With the event behind you, and having had some time to reflect, what would you say are the major takeaways you brought home with you?
I understand my value and the value of my work at a much deeper level than I ever have before. There truly is no price for this type of self-empowerment.
That’s so important, and so deserved!
Have your experiences and lessons at the event changed or informed the way you approach your work with UP upon returning home?

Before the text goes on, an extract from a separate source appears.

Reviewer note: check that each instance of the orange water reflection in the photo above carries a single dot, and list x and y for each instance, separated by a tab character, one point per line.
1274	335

Yes! Seeing the efforts being made in agriculture on a more national scale, especially when it comes to making healthy food more accessible to those affected by economic inequalities and systemic racism, made me even more acutely aware of the issue of food waste. I’d like to take this large-scale frustration and use it to better serve our clients through education, and on a more personal level. Our edible landscapes provide such a great amount of healthy food, and it’s important to see these harvests valued and used appropriately.
I also approach our farms as mini ecosystems that I’m able to help thrive. It’s a great opportunity to bring a piece of urban land into harmony with the surrounding biodiversity.
Any advice for other Black-Indigenous-People of Color who are interested in the event, farming, or learning more about sustainable agriculture in general?
Tending to the wild is an ancient practice. Find out where your roots are from. Look back to the traditions of your ancestors, and how they tended to nature and all its cycles, patterns and seasons. You will have a deeper appreciation for their resiliency and your own. Don’t stop learning, practicing, remembering your connection to nature, because you are nature.
Our thanks to Ariana for her dedication, both as a valued member of the team here at U.P. and an influential member of the global community of farming, and for chatting with us about her experiences with the BIPOC FIRE program.